GOOGLE the word ‘empathy’ – I’d tell you to look it up in a dictionary but, you know, 2019 and all that.
“The ability to understand and share the feelings of another.”
It requires a little mental projection – putting yourself in the shoes of others to try and gauge how they might feel about something.
So how might you feel, were you a descendant of Australia’s first people, as January 26 – Australia Day – approaches?
The date marks the anniversary of Captain Arthur Phillip steering a fleet of British ships into Port Jackson, New South Wales, in 1788.
For Australia’s Indigenous population, it was the beginning of the end for their way of life.
As historian Robert Murray writes in his book The Making of Australia: “In only a few years, a drastically new way of life crashed into the oldest continuing culture on Earth.
“Over one generation the old indigenous (ways) disappeared, the Aboriginal population fell by about half and they became a minority in their own country.”
If the brutalities inflicted on Indigenous people in the 18th and 19th centuries were not bad enough, the 20th century brought the horror of the Stolen Generation.
Under programs endorsed by the state, children were forcibly taken from their homes for decades, creating a psychic wound that continues to fester.
And all of it stemming back to January 26, 1788.
Now the date has been reclaimed by bogans everywhere, to swill beer and watch the sky explode, differentiated only by their choice of FM radio station.
Can’t we be a little more sensitive?
A quick survey of the political landscape and the odds on a change of date seem very long indeed.
Most conservatives, of course, live empathy-free lives, busying their minds with things like the value of their homes.
Sure, they may experience brief moments of empathy – perhaps with their rich mates, when an au pair of choice might be forced to leave the country.
Prime Minister Scott Morrison has suggested the creation of a new national day of Indigenous cultural celebration, a sound idea.
But it fails to address the hurt caused by the symbolism around January 26, commonly referred to as ‘Invasion Day’ among Indigenous Australians.
A look to the right, by and large, shows a party devoid of imagination.
But Bill Shorten, who will become Australian politics’ Steven Bradbury should he manage to stay upright until the next election, inspires little confidence in the agility of his thinking.
What we wouldn’t give for a leader of Paul Keating’s quality right about now.
Keating had his faults, but a lack of empathy was not one of them.
“Well, basically, I reckon for 200 years we’ve been sneaking around in someone else’s backyard,” he said once as he scouted for an Indigenous affairs advisor.

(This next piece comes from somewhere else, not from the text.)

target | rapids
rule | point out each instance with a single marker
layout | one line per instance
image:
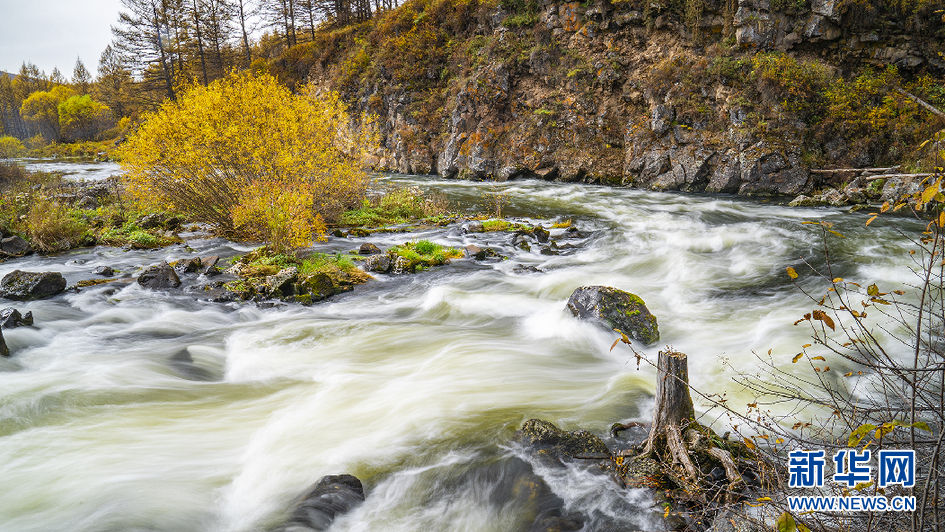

A 2017 poll showed only 15 per cent of Australians wanted the date of Australia Day changed.
But, crucially, 54 per cent of Indigenous Australians polled said they supported a change of date.
That’s good enough for me.
So why not a referendum of Aboriginal and Torres Strait Islander people, with whatever they decide to stand?
It might be nice for Australia’s first people to have some say in the future of a country that has so often abused and neglected them.
It would offer the rest of Australia a taste of what it’s like to be left out of the decision-making process.
Hell, it might even engender a little empathy.